Si tratta del terzo controvalore di opzioni in scadenza non nel mese di dicembre (quello storicamente deputato al massimo di impatto, vista la fine dell’anno) da quando vengono tracciate le serie storiche. Insomma, una sorta di test su quanto chi investe creda realmente in un rally solido e sostenuto. Un esame importante, poiché come vi ho mostrato più di una volta, nelle ultime settimane il livello di esposizione rialzista sugli indici statunitensi era da record assoluto, a fronte di una ratio call/put che parlava di un’assenza sistemica di hedging difensivi dai cali.
Wall Street oggi reggerà l’impatto di questa scadenza, monstre almeno quanto l’asta della Bce? O sarà necessario un aiutino esterno, magari una news tutta da confermare riguardo un nuovo test positivo su un vaccino anti-Covid in sperimentazione o il fatto che la Cina abbia messo sotto controllo i nuovi focolai? O, magari, il fatto che qualche voce coperta dall’anonimato renda noto l’ennesimo aiutino a cui la Fed starebbe lavorando, in vista dell’ultimo Fomc prima delle vacanze?

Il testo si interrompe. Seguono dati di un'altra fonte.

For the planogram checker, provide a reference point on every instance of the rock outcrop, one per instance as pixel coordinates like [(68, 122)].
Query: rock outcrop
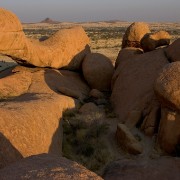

Basterà seguire l’andamento della Borsa americana di oggi e lo scopriremo in fretta. Ma attenzione, perché sempre Goldman Sachs fa sapere attraverso il suo desk che il modello teorico a oggi mostra una potenziale vendita di titoli per un controvalore di 76 miliardi di dollari da parte dei Fondi pensione entro la fine del trimestre (ovvero, entro dieci giorni): se così fosse, si tratterebbe del terzo outflows di capitali dall’azionario di sempre, dopo quello dello scorso marzo (le cui conseguenze sono state palesi) e del dicembre 2018. Insomma, altro stress test sulla fiducia reale che si ha in questo mercato ultra-manipolato. Unite a queste due criticità principali il fatto che, inaspettatamente,ieri la Bank of England ha ampliato di altri 100 miliardi di sterline l’ammontare del suo programma di Qe anti-Covid, portandolo a un totale di 750 miliardi e capite che il tempo degli esami non riguarda unicamente i maturandi con mascherina e distanziamento.
Forse anche l’euforia da Brexit e sovranità imperiale riconquistata sta per affrontare un drammatico faccia a faccia con la realtà, al netto di un Pil britannico crollato nel trimestre del 20%, il doppio di quello già da bilancio bellico dell’eurozona. Signori, da oggi, fuori i secondi.